Pour vous y rendre en voiture, vous empruntez la D618 (appelée naguère « route des grandes Pyrénées ») qui longe le Lez, la route de mes cols buissonniers (voir billet du 3 avril 2008) et vous bifurquez, à hauteur d’Engomer, dans l’impasse de la vallée de Balaguères, pour rejoindre notre havre de paix, au bout de six kilomètres de grimpée sinuant dans la verdure. Auparavant, vous remarquerez un étroit pont de pierre dans la traversée d’Alas puis l’église romane d’Agert avec son clocher-mur traditionnel du coin.
À destination, laissez votre véhicule à l’entrée, pour vous promener au détour des ruelles du village et des prairies environnantes.
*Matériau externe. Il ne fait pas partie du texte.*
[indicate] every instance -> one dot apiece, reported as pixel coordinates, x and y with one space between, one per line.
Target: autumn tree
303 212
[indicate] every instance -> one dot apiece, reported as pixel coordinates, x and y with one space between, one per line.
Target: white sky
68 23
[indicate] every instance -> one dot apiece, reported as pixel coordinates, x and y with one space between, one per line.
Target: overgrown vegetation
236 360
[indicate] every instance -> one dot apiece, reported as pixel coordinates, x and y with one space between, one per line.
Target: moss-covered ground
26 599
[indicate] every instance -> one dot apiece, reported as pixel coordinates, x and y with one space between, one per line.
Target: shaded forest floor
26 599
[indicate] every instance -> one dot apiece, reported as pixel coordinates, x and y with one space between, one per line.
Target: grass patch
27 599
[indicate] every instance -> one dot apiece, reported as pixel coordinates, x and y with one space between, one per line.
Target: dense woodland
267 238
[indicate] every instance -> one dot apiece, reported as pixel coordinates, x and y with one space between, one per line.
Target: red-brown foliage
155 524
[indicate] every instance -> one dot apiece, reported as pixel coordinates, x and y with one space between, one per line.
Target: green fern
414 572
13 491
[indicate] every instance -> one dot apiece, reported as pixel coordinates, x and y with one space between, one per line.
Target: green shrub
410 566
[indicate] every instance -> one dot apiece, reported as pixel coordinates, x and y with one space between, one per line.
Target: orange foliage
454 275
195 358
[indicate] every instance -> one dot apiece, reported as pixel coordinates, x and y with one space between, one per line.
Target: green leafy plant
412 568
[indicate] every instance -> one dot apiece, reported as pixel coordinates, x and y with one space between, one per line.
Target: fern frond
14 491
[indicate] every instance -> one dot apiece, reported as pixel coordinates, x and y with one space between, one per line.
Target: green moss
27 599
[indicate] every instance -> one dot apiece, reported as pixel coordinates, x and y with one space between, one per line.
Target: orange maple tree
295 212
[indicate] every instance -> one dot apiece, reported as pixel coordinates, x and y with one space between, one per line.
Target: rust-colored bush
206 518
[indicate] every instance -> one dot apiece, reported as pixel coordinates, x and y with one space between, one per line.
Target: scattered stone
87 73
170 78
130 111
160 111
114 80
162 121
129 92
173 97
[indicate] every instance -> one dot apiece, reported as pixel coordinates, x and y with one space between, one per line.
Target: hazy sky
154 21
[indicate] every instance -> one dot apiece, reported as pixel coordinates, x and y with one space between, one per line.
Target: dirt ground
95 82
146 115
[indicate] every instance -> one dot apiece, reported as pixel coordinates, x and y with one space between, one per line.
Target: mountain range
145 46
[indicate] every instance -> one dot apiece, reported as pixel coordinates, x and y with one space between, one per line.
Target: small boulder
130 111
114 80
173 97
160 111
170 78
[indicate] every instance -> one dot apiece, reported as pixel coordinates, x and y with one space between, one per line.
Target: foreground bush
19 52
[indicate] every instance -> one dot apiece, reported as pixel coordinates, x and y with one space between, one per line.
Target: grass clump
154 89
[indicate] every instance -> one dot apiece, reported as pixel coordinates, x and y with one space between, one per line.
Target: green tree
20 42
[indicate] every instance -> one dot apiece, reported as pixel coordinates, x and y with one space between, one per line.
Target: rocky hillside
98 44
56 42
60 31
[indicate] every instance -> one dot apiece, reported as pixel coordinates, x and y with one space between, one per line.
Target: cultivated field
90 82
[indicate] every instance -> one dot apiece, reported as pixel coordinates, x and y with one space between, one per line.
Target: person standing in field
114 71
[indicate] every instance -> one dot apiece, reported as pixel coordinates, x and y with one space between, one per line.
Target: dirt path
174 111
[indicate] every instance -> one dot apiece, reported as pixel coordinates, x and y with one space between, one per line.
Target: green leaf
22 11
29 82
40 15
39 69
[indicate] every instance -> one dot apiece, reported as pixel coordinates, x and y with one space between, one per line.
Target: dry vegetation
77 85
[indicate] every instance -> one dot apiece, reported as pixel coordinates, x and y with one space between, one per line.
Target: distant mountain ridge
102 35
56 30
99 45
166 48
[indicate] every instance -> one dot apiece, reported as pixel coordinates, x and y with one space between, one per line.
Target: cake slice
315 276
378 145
Nombre des maisons très typiques, combinaison de pierre et de bois, ont une disposition en L avec une exposition privilégiée vers le sud. Ainsi la cour et les balcons en galerie qui la surplombent, sont protégés des intempéries de l’ouest et du nord. Loggias et galeries non closes, couvertes par la toiture de la maison, servaient au séchage des récoltes vivrières. Souvent fleuries désormais, elles offrent un aspect plus pimpant qu’antan.
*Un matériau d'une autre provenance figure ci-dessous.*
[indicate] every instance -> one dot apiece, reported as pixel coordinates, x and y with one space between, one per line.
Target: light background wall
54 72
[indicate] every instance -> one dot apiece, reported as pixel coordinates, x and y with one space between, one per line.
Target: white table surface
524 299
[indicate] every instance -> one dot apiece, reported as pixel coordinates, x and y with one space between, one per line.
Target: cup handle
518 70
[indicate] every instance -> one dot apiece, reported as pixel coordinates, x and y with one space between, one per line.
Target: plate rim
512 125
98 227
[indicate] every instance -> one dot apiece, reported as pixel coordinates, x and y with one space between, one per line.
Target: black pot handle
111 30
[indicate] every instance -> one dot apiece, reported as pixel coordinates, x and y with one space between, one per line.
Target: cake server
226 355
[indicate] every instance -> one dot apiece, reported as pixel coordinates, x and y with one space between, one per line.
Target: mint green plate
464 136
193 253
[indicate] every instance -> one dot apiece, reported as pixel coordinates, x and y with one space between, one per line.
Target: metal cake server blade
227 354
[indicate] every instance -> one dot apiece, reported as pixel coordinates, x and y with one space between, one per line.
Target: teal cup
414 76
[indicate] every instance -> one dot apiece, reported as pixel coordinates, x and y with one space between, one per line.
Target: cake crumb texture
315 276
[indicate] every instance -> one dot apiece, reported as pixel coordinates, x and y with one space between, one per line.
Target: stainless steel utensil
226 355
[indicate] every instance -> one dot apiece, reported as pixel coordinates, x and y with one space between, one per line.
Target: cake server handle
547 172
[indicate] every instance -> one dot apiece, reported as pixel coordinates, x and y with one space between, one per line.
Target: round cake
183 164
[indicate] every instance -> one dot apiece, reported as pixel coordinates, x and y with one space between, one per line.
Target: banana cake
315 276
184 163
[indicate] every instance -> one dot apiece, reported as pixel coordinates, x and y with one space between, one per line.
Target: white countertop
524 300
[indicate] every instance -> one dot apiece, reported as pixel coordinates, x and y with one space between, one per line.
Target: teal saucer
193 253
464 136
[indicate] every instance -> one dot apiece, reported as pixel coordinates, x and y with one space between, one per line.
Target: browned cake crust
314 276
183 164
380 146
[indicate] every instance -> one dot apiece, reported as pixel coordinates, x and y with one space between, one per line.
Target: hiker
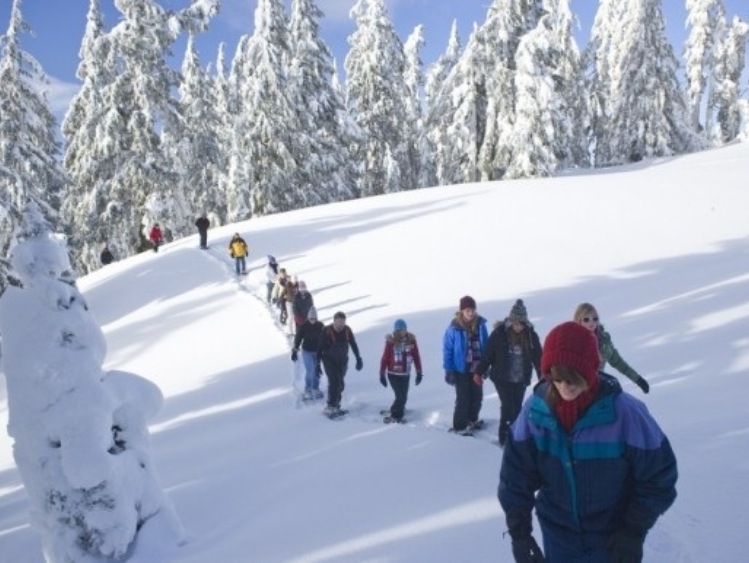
203 224
400 353
587 316
333 353
271 273
463 345
301 304
587 457
307 340
106 256
238 251
156 237
512 352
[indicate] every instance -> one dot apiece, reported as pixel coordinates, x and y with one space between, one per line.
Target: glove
625 545
526 550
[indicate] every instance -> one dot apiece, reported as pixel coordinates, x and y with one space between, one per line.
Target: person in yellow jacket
238 250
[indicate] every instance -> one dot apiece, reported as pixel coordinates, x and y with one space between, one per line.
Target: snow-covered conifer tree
80 436
196 152
320 146
730 59
640 108
495 44
129 181
705 20
376 96
269 122
419 155
29 151
439 107
549 131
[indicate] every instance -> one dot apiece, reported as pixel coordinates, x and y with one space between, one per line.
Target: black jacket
496 357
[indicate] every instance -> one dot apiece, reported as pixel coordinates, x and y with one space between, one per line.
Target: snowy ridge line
358 410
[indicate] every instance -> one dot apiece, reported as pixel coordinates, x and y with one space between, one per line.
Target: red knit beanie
571 344
467 302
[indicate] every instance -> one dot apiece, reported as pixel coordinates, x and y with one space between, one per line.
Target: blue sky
58 26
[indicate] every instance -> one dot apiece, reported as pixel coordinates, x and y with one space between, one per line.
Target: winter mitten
526 550
625 545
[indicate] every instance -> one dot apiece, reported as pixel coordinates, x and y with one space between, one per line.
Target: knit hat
572 345
467 302
518 313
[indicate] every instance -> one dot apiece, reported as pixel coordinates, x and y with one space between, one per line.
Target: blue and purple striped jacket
616 462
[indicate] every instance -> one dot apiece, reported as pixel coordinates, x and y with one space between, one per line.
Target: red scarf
569 412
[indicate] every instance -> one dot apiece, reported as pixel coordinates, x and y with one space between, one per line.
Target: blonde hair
584 310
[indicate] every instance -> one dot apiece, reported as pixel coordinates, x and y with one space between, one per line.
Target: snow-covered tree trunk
80 438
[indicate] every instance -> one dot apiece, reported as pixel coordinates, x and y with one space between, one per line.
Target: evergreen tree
29 151
321 147
124 178
730 59
270 121
496 45
197 155
376 97
440 109
640 106
705 20
419 156
549 130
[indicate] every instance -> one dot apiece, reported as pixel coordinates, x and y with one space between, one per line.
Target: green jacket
609 354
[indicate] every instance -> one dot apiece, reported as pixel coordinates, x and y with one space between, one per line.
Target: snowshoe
393 420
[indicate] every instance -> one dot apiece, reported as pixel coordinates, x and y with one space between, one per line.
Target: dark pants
335 372
399 384
468 397
510 402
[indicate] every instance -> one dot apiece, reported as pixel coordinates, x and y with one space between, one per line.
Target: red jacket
155 234
399 354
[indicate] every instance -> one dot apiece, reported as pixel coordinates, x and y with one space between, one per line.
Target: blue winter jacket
454 345
615 468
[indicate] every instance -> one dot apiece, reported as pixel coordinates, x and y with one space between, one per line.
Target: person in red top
156 237
401 351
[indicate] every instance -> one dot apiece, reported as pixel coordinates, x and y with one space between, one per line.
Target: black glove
625 545
526 550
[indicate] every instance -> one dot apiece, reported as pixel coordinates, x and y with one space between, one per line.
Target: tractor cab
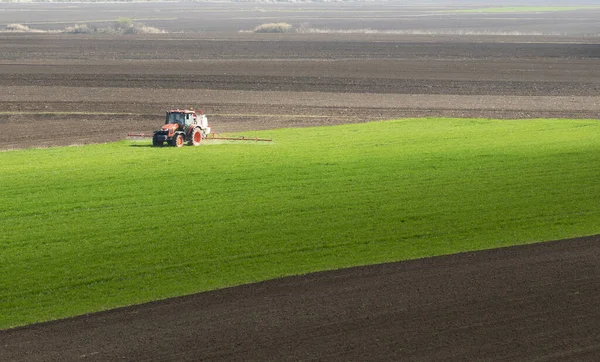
183 118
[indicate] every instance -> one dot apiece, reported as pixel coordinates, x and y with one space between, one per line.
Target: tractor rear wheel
178 140
196 138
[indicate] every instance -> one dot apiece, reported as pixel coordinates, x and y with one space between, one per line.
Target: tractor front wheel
178 140
196 137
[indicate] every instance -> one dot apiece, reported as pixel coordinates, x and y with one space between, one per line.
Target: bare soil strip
539 302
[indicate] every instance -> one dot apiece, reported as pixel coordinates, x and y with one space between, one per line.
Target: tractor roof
181 111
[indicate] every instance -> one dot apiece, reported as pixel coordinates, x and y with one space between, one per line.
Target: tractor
182 126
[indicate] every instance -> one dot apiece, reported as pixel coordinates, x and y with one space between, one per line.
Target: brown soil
537 302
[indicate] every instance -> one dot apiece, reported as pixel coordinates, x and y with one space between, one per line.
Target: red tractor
182 126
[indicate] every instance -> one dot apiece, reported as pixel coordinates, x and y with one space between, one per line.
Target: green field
89 228
525 9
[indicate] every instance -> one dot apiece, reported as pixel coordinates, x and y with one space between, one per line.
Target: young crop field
95 227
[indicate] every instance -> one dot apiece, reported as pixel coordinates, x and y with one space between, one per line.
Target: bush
79 29
273 28
18 28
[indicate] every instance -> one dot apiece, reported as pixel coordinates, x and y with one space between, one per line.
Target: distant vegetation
121 27
100 226
273 28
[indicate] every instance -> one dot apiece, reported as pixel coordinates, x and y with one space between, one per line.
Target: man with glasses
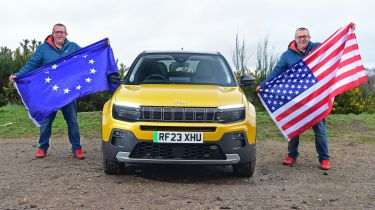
297 49
54 47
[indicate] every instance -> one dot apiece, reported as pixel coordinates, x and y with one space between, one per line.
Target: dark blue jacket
290 57
47 53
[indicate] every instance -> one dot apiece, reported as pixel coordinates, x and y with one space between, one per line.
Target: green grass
15 123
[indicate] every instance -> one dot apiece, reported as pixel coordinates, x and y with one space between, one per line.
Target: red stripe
315 93
305 100
325 47
337 65
350 61
331 56
306 113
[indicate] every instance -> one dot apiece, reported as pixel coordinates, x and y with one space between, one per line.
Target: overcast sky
203 25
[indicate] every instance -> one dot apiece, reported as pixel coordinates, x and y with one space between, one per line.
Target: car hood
178 95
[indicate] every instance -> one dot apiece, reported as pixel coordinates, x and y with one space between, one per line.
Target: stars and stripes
303 95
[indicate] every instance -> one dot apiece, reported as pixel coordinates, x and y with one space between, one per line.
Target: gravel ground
60 181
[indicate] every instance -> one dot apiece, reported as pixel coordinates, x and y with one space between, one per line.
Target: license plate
178 137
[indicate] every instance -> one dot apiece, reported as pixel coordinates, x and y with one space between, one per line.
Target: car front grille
178 114
149 150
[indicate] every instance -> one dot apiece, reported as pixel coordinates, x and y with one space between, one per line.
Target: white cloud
205 25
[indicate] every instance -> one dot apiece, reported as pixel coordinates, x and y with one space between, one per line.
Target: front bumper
225 151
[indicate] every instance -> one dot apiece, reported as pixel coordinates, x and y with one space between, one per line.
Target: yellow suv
179 108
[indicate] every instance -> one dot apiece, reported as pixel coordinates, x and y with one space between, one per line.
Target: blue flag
54 85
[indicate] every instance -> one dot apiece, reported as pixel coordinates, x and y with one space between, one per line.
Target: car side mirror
246 80
114 78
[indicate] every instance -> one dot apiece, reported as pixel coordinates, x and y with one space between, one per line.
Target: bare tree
240 57
266 60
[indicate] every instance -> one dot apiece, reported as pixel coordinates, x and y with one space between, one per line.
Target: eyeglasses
58 32
303 37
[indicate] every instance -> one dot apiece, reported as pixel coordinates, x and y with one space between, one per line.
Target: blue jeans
70 114
321 142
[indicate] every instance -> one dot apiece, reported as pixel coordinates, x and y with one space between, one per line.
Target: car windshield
181 68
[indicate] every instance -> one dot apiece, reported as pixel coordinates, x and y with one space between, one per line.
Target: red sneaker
324 165
288 160
40 153
78 153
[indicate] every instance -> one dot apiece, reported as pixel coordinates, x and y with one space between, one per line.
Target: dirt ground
61 182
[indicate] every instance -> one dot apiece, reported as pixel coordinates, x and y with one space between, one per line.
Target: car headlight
230 114
126 113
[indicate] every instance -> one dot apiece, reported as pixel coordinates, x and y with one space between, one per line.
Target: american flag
303 95
52 86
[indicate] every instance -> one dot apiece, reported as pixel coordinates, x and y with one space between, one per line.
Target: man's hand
257 90
11 78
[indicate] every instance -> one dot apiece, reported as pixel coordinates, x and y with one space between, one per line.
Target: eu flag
54 85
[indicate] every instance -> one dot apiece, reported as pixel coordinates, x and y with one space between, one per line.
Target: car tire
244 169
Autre curiosité sur les murs de ces maisons, avance fréquemment en encorbellement, un four à pain de forme semi-sphèrique, toujours proche de la cheminée. Constitué de pierre enduite avec un mortier de chaux, il est protégé de la pluie par une mini couverture d’ardoises ou de lauzes. Laissez aller votre imagination olfactive avec, autrefois, l’odeur du pain cuit chaque semaine et celle des croustades les veilles de fêtes.
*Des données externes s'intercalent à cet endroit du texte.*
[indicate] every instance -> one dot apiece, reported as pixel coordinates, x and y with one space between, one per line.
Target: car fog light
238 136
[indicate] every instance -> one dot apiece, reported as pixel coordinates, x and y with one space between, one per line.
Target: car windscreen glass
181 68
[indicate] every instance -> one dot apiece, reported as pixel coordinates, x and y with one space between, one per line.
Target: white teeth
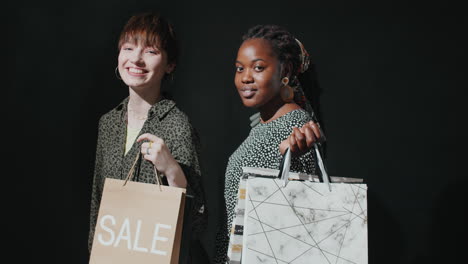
133 70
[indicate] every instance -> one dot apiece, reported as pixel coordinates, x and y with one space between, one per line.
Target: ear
170 68
286 70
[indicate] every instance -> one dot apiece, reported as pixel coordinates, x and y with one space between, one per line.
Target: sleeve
96 187
186 152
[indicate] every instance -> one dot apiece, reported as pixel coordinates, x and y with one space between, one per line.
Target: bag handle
286 163
132 169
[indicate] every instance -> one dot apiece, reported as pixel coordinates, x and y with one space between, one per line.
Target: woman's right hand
302 139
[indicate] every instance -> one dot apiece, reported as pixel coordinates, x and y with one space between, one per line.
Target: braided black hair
283 43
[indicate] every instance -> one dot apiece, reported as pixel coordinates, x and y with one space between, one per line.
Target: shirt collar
159 109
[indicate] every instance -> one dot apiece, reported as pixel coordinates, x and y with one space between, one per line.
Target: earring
117 73
287 93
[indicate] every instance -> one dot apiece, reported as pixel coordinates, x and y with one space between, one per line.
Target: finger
147 136
310 137
300 139
292 143
316 129
283 146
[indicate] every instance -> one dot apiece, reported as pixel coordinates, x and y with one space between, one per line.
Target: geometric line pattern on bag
302 222
272 251
287 227
354 213
302 241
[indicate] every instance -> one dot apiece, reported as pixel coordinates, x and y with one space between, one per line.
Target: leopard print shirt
165 121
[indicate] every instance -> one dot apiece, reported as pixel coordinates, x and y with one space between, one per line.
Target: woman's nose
247 76
135 57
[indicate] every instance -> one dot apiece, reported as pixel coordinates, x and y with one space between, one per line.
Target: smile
136 71
247 92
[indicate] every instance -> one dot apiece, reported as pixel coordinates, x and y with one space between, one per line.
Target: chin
249 103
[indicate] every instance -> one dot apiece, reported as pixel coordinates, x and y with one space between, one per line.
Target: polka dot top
261 149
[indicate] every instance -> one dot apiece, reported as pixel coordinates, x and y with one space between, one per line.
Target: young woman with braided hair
268 63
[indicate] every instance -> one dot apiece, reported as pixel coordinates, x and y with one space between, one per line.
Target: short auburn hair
152 30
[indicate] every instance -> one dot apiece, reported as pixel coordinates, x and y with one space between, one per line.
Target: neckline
279 118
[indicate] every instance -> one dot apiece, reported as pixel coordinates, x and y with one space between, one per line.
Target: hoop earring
117 73
286 92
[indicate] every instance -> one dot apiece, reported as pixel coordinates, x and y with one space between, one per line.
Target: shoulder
114 114
177 123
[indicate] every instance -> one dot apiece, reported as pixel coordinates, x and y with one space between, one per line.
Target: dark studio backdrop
388 77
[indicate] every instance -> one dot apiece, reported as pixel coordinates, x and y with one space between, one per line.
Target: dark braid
283 43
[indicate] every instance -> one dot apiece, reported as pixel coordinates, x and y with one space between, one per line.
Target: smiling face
142 66
258 78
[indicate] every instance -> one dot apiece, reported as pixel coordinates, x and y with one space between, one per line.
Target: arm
96 189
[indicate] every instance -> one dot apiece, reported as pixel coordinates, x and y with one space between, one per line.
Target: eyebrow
252 60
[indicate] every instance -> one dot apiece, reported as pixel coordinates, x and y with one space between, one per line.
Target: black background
391 75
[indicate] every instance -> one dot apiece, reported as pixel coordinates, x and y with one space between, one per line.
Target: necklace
142 117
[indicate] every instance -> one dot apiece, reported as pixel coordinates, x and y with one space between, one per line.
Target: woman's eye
259 68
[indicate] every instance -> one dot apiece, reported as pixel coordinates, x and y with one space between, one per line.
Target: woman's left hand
157 152
301 139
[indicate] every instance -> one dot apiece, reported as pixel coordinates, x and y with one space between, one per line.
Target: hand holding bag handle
286 164
132 169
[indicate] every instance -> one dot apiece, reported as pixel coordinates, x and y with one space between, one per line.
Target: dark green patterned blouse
165 121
Des toits, surgissent d’étranges lucarnes dites fenières pour les granges et capucines pour le corps d’habitation, assurant l’accès, l’éclairage ou la ventilation des combles selon les usages.
Balagué s’étire le long d’une rue principale et quelques sentes perpendiculaires. Des chemins de terre courent à la périphérie, permettant l’accès des troupeaux aux prés.
Au début de l’été, la vue est magnifique avec le village ensoleillé au pied de la soulane et, en toile de fond des prairies fleuries d’arbres fruitiers, le Mont Vallier encore enneigé et les sommets du Biros. Aux heures chaudes du début d’après-midi, non troublée par le bruit des tracteurs, la campagne offre une quiétude délicieuse.
Je me retrouve bientôt au bout du village, précisément là où Daniel Vigne choisit de tourner son film. La maison de Martin Guerre inhabitée, sert de remise à des outils agricoles tandis que le foin apparaît à hauteur de la galerie. De vraies ardoises recouvrent à nouveau l’appentis au bout de la cour !
Je m’engage dans l’étroit chemin caillouteux qui mène aux granges et étables derrière la maison. Rien n’a changé ou presque car le délabrement progresse. Ici, un trou béant dans un mur, témoigne de l’existence d’un ancien four à pain ; là, une modeste pancarte propose la vente d’une des ruines. Me reviennent des images pleines de vie du film lorsque les troupeaux et les charrois remplis de foin, se glissaient dans ce passage.
Le silence d’aujourd’hui n’est que leurre car, soudain, la silhouette boitillante d’un vieux paysan réanime l’endroit. Il ouvre la porte brinquebalante d’une étable et mène trois vaches gasconnes au pré contigu. Je le reconnais, nous bavardons quelques instants. Il me révèle que sa fille est propriétaire de la maison de Martin Guerre. Il n’est plus question du contrat de Depardieu mais de l’avenir de moins en moins réjouissant de l’agriculture de montagne.
Je rebrousse chemin et à hauteur du lavoir, je me dirige vers l’église toute proche. Je remarque que quelques maisons très coquettes ont troqué leur vocation fermière pour une reconversion en gîte ou résidence secondaire.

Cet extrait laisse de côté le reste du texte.